Hilirisasi dan industrialisasi jadi tumpuan
Selain pengetatan ekspor, Prabowo menyoroti pentingnya investasi besar-besaran di sektor industrialisasi. Ia menyebut hilirisasi sebagai jalur penting untuk menaikkan nilai tambah dari sumber daya alam yang dimiliki Indonesia.
Dengan pendekatan itu, pengolahan di dalam negeri ditempatkan sebagai langkah utama sebelum produk masuk ke pasar ekspor. Pola ini membuat Indonesia tidak hanya menjual bahan mentah, tetapi juga menangkap nilai ekonomi yang lebih besar.
Prabowo juga menekankan penguatan pengelolaan devisa hasil ekspor. Kebijakan ini diarahkan agar manfaat ekonomi dari kekayaan alam nasional tidak cepat keluar dari sistem ekonomi domestik.
Ekonomi menurut Pancasila
Dalam pidatonya, Prabowo menegaskan bahwa pembangunan ekonomi Indonesia harus tetap berpijak pada nilai-nilai Pancasila. Ia menyebut prinsip ekonomi yang egaliter dan berpihak pada kepentingan rakyat sebagai dasar penting dalam kebijakan nasional.
Ia juga mengingatkan bahwa arah pembangunan ekonomi sudah digariskan oleh para pendiri bangsa melalui Pasal 33 UUD 1945. Karena itu, perekonomian Indonesia harus disusun sebagai usaha bersama yang berasaskan kekeluargaan.
Di dalam kerangka tersebut, koperasi dipandang sebagai salah satu alat penting. Prabowo menyebut koperasi dapat membantu rakyat keluar dari kemiskinan dan ketidakberdayaan.
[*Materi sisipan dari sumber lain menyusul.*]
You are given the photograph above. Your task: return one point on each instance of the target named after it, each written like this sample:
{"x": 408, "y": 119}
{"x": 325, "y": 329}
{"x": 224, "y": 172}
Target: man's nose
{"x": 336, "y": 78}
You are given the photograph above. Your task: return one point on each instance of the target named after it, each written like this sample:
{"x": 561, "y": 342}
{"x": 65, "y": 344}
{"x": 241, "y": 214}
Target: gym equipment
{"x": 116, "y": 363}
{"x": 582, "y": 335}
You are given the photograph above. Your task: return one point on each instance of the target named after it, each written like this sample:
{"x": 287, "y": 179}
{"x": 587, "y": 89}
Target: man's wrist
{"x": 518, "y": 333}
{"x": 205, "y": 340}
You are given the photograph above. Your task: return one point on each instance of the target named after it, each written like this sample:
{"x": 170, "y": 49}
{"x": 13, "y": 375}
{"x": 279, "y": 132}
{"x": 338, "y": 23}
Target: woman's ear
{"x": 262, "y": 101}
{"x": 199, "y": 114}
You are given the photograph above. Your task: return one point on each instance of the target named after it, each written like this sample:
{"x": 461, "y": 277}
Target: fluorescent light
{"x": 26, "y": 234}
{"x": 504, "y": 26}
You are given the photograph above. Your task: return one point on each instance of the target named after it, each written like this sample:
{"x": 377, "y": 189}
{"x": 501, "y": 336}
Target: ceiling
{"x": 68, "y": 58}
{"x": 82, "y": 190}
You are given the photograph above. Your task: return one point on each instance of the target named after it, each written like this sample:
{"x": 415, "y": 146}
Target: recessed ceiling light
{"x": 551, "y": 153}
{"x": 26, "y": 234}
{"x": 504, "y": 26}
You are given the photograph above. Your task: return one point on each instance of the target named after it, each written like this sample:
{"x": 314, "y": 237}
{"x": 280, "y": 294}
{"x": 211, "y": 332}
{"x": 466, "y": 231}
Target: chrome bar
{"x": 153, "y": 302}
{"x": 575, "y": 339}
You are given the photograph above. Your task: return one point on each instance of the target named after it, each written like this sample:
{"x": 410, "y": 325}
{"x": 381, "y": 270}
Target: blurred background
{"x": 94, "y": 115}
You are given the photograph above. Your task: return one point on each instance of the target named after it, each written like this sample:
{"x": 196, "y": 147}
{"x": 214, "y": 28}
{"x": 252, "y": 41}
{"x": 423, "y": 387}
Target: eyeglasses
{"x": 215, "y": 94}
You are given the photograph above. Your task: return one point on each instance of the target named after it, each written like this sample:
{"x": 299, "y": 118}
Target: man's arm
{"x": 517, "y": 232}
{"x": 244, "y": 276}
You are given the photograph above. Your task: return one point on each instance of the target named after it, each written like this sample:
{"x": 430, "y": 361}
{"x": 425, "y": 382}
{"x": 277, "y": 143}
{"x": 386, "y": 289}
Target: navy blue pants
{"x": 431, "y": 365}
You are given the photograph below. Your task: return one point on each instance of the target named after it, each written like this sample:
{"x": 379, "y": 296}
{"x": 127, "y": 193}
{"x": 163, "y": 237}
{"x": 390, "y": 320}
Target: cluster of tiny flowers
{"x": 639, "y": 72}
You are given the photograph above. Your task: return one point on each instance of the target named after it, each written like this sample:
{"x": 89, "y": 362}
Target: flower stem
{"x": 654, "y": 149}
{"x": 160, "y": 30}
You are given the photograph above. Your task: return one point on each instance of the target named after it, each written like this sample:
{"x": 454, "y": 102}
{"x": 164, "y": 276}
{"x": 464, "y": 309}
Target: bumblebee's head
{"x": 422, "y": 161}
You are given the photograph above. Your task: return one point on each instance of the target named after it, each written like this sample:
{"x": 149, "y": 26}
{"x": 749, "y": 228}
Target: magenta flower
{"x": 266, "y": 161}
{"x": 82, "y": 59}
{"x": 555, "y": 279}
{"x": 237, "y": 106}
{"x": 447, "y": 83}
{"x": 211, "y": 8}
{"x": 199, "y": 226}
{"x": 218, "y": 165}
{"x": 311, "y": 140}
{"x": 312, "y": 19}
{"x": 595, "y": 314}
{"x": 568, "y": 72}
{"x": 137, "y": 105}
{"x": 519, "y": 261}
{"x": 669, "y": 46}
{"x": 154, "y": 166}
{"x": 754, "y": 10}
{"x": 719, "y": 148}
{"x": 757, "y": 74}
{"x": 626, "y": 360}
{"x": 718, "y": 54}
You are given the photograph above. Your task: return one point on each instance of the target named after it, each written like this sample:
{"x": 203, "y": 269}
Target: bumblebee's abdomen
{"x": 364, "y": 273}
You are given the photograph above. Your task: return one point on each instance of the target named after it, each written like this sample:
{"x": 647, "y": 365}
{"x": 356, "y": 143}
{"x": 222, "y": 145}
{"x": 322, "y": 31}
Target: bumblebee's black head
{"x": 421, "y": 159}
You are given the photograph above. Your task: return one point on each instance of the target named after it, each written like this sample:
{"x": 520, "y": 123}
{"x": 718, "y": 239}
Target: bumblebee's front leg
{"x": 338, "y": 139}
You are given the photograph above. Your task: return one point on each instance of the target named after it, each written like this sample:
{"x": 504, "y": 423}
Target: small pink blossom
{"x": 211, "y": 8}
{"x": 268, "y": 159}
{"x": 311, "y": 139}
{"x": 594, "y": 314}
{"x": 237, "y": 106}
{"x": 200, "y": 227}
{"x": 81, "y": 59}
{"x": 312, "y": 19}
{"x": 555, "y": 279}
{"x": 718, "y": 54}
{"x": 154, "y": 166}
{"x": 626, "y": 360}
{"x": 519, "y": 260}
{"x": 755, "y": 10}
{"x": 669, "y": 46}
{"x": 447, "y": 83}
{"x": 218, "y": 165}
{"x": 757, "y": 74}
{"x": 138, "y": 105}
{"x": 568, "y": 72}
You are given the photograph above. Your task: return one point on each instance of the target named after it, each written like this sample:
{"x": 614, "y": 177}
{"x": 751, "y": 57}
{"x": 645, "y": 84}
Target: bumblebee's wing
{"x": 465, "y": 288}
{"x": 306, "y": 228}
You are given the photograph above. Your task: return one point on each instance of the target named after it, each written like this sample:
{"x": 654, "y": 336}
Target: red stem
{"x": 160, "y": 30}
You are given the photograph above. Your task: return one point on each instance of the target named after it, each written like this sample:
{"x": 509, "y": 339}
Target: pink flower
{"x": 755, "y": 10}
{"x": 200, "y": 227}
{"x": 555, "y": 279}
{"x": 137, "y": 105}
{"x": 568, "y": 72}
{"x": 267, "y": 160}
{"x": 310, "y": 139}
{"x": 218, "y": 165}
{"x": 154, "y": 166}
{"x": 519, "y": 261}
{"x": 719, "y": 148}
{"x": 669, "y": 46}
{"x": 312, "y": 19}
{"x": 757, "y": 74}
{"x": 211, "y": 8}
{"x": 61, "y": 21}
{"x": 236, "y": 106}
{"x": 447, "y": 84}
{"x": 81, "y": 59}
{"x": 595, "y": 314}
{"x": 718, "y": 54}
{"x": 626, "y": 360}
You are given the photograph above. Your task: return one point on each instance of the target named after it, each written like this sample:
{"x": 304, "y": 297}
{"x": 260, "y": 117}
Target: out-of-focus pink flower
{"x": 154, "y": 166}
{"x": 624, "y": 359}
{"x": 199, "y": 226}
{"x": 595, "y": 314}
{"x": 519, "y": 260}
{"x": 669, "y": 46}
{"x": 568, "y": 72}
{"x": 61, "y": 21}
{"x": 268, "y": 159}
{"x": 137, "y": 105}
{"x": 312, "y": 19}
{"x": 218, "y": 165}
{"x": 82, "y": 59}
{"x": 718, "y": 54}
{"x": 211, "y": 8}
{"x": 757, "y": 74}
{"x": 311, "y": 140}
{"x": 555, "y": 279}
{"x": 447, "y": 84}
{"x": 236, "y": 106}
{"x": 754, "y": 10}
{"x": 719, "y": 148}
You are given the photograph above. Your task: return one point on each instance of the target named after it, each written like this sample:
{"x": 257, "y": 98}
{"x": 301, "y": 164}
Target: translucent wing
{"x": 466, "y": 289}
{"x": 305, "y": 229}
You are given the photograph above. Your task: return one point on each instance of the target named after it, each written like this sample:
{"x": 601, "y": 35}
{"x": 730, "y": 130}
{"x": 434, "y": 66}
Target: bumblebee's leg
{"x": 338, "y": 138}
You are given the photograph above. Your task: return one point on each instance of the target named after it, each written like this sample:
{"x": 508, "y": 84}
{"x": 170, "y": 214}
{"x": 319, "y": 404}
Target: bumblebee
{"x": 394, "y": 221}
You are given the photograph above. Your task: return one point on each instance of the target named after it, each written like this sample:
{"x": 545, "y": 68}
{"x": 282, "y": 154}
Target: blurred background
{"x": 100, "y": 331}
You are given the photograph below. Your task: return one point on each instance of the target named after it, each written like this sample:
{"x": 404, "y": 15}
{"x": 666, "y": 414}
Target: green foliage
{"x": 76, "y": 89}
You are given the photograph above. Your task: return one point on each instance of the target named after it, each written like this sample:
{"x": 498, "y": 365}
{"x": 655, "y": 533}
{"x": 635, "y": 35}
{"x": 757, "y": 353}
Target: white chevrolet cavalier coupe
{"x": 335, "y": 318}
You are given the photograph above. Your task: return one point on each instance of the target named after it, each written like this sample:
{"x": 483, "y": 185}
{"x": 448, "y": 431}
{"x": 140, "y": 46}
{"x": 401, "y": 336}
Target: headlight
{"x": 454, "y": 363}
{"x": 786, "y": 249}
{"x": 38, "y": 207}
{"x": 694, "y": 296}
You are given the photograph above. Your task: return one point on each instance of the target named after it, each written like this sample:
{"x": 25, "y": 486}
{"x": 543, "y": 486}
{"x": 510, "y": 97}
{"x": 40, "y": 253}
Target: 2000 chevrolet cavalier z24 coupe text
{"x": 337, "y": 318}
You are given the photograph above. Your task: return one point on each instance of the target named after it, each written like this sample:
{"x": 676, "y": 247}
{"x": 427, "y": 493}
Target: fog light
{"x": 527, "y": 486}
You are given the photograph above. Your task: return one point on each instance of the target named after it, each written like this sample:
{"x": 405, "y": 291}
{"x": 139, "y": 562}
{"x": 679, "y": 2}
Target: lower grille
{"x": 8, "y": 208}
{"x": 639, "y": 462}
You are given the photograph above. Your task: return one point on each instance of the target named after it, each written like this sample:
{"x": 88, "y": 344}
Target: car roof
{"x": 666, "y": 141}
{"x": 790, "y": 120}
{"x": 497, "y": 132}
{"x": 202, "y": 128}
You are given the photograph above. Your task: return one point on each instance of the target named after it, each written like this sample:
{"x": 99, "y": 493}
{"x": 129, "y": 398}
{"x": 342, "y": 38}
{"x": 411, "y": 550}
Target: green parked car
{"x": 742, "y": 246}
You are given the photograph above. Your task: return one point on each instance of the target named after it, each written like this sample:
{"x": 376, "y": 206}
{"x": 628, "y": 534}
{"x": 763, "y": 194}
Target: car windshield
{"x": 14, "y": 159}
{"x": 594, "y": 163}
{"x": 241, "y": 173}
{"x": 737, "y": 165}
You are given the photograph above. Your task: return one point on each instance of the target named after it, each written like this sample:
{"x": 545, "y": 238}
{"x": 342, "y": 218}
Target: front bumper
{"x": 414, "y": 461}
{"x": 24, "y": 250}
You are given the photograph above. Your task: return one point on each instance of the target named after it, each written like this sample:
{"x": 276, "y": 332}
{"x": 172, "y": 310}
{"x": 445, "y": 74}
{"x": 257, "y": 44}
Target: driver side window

UMKM dan desa ikut diperkuat
Di luar sektor sumber daya alam, Prabowo menempatkan usaha kecil dan menengah sebagai bagian penting dari agenda pemerataan. Ia memandang UMKM memiliki peran besar dalam membuka kesempatan ekonomi yang lebih luas bagi masyarakat.
Desa juga disebut perlu didorong menjadi pusat pertumbuhan ekonomi baru. Arah ini menunjukkan bahwa pemerataan tidak boleh hanya bertumpu pada kota besar, tetapi juga pada penguatan basis ekonomi di tingkat lokal.
Pemerintah, menurut Prabowo, ingin agar pertumbuhan ekonomi tidak berhenti pada angka makro. Hasil pembangunan harus hadir lebih dekat dan menyentuh lebih banyak lapisan masyarakat secara langsung.
Tujuan akhirnya adalah keadilan sosial
Pada akhirnya, Prabowo menegaskan bahwa tujuan pembangunan ekonomi nasional adalah keadilan sosial bagi seluruh rakyat Indonesia. Karena itu, pertumbuhan dan pemerataan harus berjalan bersama, bukan dipisahkan.
Dalam konteks itu, skema ekspor sumber daya alam satu pintu bukan sekadar urusan administrasi perdagangan. Kebijakan tersebut menjadi bagian dari upaya menjaga agar kekayaan alam benar-benar bekerja untuk kepentingan nasional dan memperkuat kesejahteraan masyarakat secara lebih merata.